A significant new commercial opportunity could open up for AstraZeneca PLC’s Lynparza (olaparib) on the back of the OlympiA study, the first numerical data from which will be presented in a plenary session at ASCO.

The Phase III study is testing the PARP inhibitor as an adjuvant treatment in patients with germline BRCA mutant (gBRCAm) high-risk HER2-negative early breast cancer, who have completed definitive local treatment and neoadjuvant or adjuvant chemotherapy.

In February, the trial’s Independent Data Monitoring Committee recommended moving to early primary analysis based on a planned interim analysis that showed a sustainable and clinically relevant treatment effect in invasive disease-free survival (DFS), the primary endpoint, making Lynparza the first PARP inhibitor to demonstrate clinical benefit as an adjuvant treatment in early breast cancer.
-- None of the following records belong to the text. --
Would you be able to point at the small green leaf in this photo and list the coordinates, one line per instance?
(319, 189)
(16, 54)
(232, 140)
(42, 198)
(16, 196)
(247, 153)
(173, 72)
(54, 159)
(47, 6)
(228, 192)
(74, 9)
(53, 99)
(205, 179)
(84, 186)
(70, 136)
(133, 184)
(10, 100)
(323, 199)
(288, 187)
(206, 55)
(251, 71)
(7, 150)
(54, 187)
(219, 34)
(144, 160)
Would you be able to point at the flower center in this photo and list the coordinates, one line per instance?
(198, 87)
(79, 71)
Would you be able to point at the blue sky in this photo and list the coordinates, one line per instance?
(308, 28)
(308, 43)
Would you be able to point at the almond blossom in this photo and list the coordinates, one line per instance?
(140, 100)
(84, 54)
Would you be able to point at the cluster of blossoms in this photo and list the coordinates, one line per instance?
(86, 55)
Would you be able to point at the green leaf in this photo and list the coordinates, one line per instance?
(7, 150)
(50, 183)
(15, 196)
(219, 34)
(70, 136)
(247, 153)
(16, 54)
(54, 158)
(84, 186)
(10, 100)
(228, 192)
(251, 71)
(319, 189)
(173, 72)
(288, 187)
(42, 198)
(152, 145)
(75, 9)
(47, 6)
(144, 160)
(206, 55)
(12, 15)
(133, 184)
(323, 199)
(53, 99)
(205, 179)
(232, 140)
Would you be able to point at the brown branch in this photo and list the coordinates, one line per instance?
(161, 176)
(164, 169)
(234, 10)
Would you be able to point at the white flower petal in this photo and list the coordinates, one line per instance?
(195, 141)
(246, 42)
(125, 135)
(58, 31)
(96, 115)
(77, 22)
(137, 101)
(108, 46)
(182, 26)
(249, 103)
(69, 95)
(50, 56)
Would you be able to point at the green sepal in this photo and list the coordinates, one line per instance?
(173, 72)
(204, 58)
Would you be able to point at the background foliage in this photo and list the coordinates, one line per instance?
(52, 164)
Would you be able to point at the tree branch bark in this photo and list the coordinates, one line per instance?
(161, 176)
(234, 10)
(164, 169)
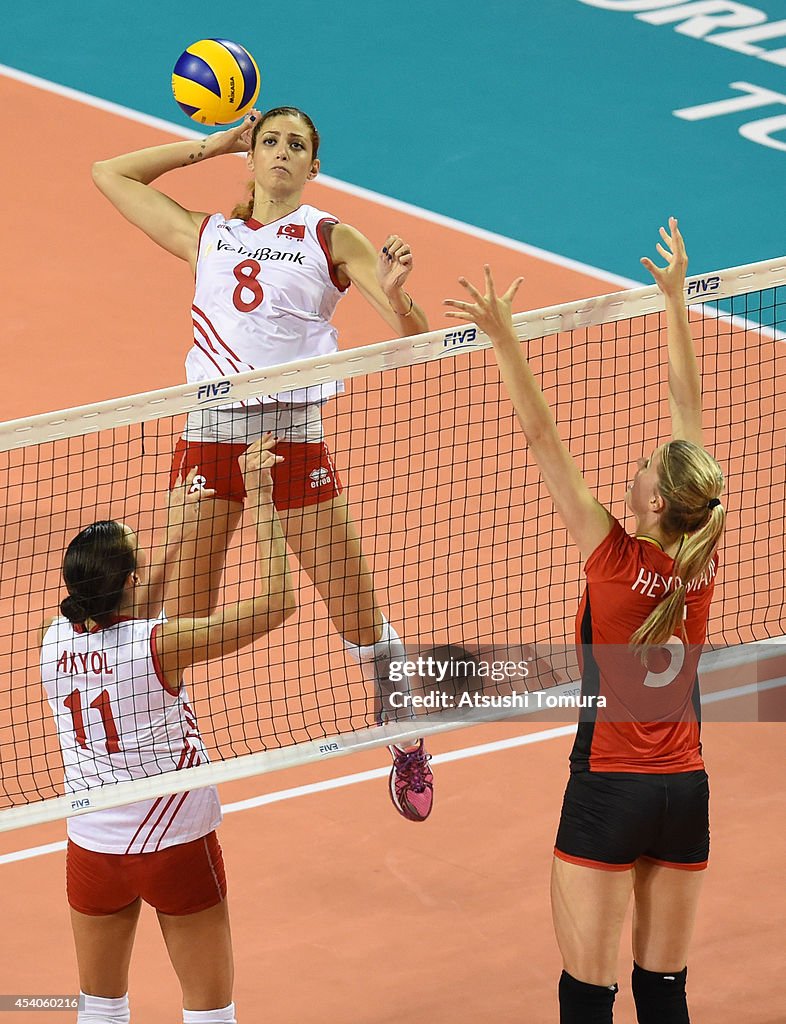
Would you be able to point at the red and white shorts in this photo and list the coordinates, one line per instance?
(180, 880)
(307, 475)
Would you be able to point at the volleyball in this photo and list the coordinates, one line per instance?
(215, 82)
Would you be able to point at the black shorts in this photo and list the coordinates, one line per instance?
(610, 819)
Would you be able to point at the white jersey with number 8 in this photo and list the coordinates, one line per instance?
(117, 721)
(264, 295)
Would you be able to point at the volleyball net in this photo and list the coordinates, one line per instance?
(462, 537)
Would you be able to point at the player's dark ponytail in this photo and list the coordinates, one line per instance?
(244, 211)
(690, 481)
(97, 563)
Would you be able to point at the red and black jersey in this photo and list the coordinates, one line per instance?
(651, 720)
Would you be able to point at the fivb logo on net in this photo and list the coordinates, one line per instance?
(319, 477)
(213, 390)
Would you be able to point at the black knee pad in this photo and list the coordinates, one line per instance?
(582, 1004)
(660, 997)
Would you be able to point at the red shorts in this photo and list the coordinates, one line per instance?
(307, 475)
(180, 880)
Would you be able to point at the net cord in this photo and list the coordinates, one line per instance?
(345, 365)
(713, 665)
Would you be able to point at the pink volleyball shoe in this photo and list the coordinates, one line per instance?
(411, 782)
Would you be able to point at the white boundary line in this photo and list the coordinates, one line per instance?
(336, 783)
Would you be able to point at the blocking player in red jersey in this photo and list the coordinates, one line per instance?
(267, 282)
(113, 669)
(635, 817)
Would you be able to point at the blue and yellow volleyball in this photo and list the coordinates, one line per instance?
(215, 82)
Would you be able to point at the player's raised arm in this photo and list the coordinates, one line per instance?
(183, 642)
(684, 377)
(587, 521)
(380, 276)
(126, 182)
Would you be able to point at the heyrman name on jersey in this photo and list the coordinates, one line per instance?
(80, 665)
(263, 253)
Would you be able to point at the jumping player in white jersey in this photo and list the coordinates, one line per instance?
(113, 668)
(267, 283)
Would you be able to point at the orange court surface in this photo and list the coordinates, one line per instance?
(341, 910)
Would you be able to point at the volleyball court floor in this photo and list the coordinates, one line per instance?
(341, 909)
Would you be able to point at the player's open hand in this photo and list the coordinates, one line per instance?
(394, 264)
(257, 462)
(235, 139)
(669, 279)
(491, 312)
(183, 512)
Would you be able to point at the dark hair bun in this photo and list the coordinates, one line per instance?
(73, 608)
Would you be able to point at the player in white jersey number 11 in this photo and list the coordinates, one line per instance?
(267, 283)
(113, 670)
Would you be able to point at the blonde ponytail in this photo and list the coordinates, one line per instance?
(690, 482)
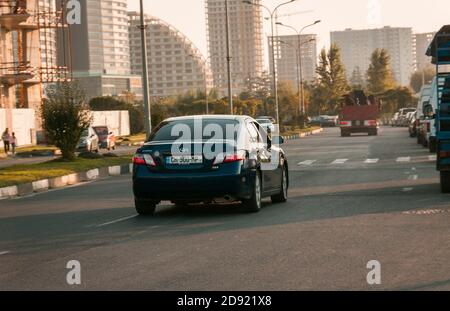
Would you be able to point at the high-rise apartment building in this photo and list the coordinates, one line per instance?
(287, 62)
(246, 42)
(421, 42)
(100, 54)
(357, 47)
(175, 65)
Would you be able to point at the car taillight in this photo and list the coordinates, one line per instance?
(230, 157)
(143, 159)
(444, 154)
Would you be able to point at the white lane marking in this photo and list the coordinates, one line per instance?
(404, 159)
(116, 221)
(371, 161)
(413, 177)
(339, 161)
(307, 162)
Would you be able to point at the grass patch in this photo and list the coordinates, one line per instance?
(25, 173)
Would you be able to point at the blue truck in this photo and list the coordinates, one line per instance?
(439, 51)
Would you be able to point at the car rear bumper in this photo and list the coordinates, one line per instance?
(359, 129)
(160, 187)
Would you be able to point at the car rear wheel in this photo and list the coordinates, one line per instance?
(145, 207)
(253, 205)
(283, 195)
(445, 181)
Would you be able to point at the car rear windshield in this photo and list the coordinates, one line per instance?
(101, 130)
(187, 129)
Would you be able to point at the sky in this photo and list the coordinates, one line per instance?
(188, 16)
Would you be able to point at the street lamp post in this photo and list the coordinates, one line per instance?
(227, 27)
(302, 95)
(147, 109)
(274, 70)
(297, 54)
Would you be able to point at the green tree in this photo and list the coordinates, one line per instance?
(135, 110)
(420, 77)
(65, 116)
(379, 74)
(331, 82)
(357, 80)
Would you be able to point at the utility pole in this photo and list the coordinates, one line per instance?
(147, 108)
(227, 26)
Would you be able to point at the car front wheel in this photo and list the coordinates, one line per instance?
(283, 195)
(253, 205)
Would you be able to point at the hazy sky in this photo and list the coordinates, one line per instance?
(422, 15)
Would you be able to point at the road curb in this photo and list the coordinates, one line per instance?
(64, 181)
(304, 135)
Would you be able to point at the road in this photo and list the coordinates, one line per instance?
(352, 200)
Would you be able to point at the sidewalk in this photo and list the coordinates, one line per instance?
(10, 161)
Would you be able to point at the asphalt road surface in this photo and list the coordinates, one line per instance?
(352, 200)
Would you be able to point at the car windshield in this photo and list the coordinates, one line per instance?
(187, 129)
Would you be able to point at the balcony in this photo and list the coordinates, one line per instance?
(15, 73)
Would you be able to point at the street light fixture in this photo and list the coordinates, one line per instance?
(274, 70)
(299, 33)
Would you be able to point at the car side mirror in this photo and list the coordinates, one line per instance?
(278, 140)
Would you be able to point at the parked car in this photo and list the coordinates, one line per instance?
(185, 169)
(403, 116)
(89, 141)
(394, 120)
(106, 138)
(413, 126)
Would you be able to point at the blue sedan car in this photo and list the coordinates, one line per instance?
(209, 159)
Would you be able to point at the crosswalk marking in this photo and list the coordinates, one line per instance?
(340, 161)
(371, 161)
(404, 159)
(399, 160)
(308, 162)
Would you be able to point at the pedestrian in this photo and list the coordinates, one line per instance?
(6, 138)
(13, 142)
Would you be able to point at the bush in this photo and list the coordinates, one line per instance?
(65, 116)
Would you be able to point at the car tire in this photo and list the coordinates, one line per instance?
(145, 208)
(253, 205)
(282, 197)
(445, 181)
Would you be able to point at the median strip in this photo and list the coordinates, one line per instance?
(22, 180)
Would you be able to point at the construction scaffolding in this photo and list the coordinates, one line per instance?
(31, 32)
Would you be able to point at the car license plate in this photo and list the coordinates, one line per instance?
(184, 160)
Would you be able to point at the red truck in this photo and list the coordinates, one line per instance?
(359, 114)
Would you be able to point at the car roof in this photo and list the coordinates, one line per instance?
(210, 117)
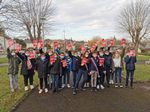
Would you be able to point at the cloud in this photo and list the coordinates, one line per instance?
(79, 17)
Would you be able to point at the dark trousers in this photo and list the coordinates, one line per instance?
(108, 73)
(102, 77)
(74, 73)
(118, 73)
(55, 82)
(130, 73)
(45, 82)
(81, 73)
(28, 77)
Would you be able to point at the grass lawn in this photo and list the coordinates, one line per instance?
(8, 99)
(3, 60)
(143, 57)
(142, 72)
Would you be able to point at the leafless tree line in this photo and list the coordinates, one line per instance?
(134, 20)
(30, 16)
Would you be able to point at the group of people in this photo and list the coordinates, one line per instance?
(96, 69)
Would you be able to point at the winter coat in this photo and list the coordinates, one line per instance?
(130, 62)
(13, 64)
(56, 67)
(42, 67)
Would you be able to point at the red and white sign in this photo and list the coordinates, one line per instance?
(18, 47)
(112, 42)
(56, 44)
(84, 61)
(31, 55)
(41, 43)
(101, 61)
(10, 42)
(35, 43)
(123, 41)
(104, 42)
(64, 63)
(83, 49)
(52, 59)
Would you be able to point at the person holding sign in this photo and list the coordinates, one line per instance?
(83, 71)
(130, 61)
(42, 69)
(94, 72)
(13, 68)
(56, 72)
(101, 69)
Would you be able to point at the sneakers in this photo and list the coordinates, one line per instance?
(121, 86)
(40, 91)
(102, 87)
(68, 85)
(46, 90)
(26, 88)
(98, 87)
(31, 87)
(116, 86)
(63, 85)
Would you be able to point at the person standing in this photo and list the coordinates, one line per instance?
(13, 68)
(130, 61)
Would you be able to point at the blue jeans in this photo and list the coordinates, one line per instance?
(118, 72)
(130, 73)
(55, 81)
(74, 73)
(81, 73)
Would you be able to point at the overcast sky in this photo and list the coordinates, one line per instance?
(83, 19)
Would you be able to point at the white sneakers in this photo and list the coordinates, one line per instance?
(40, 91)
(31, 87)
(46, 90)
(102, 87)
(111, 82)
(68, 85)
(26, 88)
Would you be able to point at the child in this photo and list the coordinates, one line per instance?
(130, 61)
(108, 66)
(94, 72)
(27, 69)
(56, 72)
(42, 69)
(118, 65)
(101, 69)
(13, 61)
(75, 65)
(83, 71)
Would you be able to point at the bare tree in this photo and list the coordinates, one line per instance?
(134, 20)
(30, 16)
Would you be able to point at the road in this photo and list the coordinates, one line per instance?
(108, 100)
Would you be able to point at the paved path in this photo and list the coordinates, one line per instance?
(108, 100)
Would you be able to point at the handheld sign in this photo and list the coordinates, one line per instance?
(104, 42)
(41, 43)
(101, 61)
(84, 61)
(55, 44)
(123, 41)
(10, 42)
(112, 42)
(18, 47)
(64, 63)
(52, 59)
(35, 43)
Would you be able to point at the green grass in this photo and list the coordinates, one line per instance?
(3, 60)
(7, 99)
(142, 73)
(143, 57)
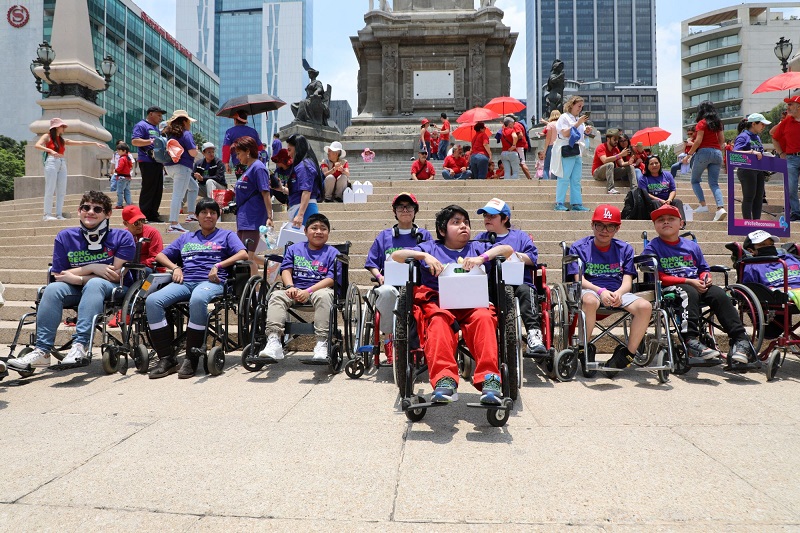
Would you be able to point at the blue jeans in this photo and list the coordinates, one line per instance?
(57, 295)
(792, 172)
(197, 293)
(572, 179)
(711, 159)
(446, 174)
(478, 166)
(123, 192)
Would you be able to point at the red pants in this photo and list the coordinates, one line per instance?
(439, 341)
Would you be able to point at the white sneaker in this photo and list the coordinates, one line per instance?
(321, 351)
(36, 359)
(76, 354)
(273, 349)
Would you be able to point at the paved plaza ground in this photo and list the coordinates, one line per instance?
(292, 448)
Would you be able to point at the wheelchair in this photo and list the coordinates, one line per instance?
(409, 356)
(136, 336)
(747, 307)
(576, 346)
(111, 345)
(341, 343)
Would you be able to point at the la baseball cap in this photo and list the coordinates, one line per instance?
(607, 214)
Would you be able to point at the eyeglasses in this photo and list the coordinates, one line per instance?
(611, 228)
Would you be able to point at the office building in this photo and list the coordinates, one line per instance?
(727, 53)
(609, 52)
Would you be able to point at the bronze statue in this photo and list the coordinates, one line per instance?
(315, 109)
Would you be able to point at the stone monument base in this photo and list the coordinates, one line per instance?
(317, 136)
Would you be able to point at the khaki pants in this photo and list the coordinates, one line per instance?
(279, 303)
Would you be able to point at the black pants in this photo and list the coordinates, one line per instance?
(152, 189)
(719, 302)
(752, 192)
(528, 306)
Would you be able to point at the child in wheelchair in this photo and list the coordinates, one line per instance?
(307, 274)
(683, 271)
(607, 279)
(438, 327)
(497, 220)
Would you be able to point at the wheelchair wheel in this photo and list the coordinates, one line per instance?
(352, 320)
(565, 365)
(215, 361)
(750, 313)
(773, 364)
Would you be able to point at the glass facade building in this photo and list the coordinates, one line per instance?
(153, 68)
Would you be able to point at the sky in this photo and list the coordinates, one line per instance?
(334, 57)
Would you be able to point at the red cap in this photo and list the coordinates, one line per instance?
(132, 213)
(665, 210)
(405, 195)
(607, 214)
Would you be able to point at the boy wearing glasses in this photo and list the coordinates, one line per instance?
(608, 274)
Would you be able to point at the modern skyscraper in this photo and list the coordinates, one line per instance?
(255, 46)
(609, 52)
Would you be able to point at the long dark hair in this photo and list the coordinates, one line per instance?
(58, 140)
(706, 110)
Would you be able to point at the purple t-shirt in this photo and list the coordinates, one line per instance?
(70, 250)
(659, 186)
(684, 259)
(445, 256)
(252, 212)
(604, 268)
(771, 274)
(303, 178)
(200, 254)
(309, 267)
(236, 132)
(144, 130)
(520, 242)
(385, 243)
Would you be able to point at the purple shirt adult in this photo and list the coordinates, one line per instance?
(683, 258)
(309, 266)
(252, 212)
(521, 242)
(603, 267)
(386, 243)
(199, 254)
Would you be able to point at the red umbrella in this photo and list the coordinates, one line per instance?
(650, 136)
(477, 114)
(782, 82)
(505, 105)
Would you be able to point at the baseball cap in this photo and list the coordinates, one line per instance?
(132, 213)
(405, 196)
(665, 210)
(607, 214)
(759, 236)
(496, 206)
(758, 117)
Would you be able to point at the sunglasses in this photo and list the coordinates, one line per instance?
(96, 208)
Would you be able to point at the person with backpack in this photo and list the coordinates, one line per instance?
(305, 181)
(182, 151)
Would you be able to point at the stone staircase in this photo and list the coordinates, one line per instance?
(26, 242)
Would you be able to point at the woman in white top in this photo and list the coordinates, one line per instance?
(568, 169)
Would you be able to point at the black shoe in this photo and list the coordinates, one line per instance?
(164, 367)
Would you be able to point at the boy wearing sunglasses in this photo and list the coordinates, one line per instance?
(608, 273)
(86, 269)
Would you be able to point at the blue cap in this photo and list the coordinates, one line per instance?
(496, 206)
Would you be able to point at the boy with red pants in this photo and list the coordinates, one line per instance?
(436, 325)
(683, 269)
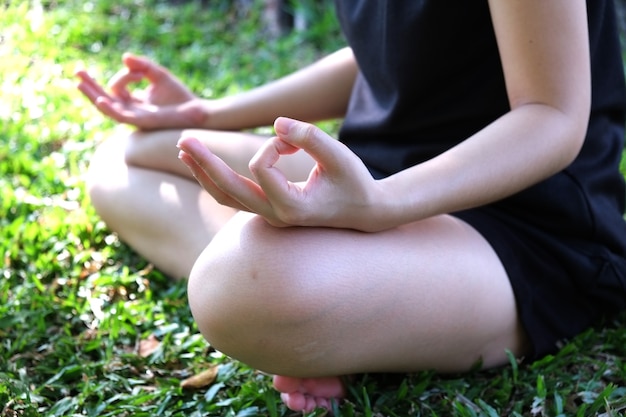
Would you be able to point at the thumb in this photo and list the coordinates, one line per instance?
(329, 153)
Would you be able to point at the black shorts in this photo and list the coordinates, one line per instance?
(562, 286)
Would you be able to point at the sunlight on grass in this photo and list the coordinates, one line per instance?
(87, 327)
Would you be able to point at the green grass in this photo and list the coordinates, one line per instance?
(77, 306)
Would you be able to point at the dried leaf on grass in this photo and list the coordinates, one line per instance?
(201, 380)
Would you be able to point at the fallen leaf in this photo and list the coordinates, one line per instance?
(201, 380)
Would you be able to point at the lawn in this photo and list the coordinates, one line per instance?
(87, 327)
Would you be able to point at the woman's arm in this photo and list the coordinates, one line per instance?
(545, 57)
(317, 92)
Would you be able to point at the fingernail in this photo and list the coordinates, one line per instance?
(282, 125)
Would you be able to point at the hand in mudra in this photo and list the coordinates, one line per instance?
(340, 192)
(166, 103)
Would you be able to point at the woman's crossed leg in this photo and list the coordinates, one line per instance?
(314, 304)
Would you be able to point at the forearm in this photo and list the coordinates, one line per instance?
(518, 150)
(318, 92)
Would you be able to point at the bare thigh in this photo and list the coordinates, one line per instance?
(145, 194)
(311, 302)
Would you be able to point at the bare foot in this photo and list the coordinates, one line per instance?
(307, 394)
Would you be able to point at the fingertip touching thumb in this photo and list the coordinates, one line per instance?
(282, 125)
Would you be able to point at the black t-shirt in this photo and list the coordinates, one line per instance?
(430, 76)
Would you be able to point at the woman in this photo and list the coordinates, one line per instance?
(473, 204)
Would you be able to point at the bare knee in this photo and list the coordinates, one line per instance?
(242, 300)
AstraZeneca has already announced plans to file global regulatory submissions for Lynparza as an adjuvant treatment for high-risk HER2-negative early breast cancer in the second half of 2021.

Lynparza is already a standard-of-care therapy for gBRCAm advanced breast cancer patients, but a label expansion would take it into the larger adjuvant setting.

AstraZeneca is also ahead of rival PARP inhibitors here. The product was the first in this class to get a metastatic breast cancer label, back in 2018 on the basis of the OlympiAD study, when it was approved for gBRCAm HER2-negative metastatic disease previously treated with chemotherapy either in the neoadjuvant, adjuvant or metastatic settings.

Pfizer Inc.’s Talzenna (talazoparib) is to date the only other PARP inhibitor with a breast cancer label, also in gBRCAm HER2-negative locally advanced or metastatic breast cancer, but a Phase II trial in the neoadjuvant setting was halted following a change in clinical development strategy not related to safety and efficacy. None of Lynparza’s other rivals, such as GlaxoSmithKline plc’s Zejula (niraparib), is in company-sponsored late-stage trials for use in the (neo)adjuvant setting.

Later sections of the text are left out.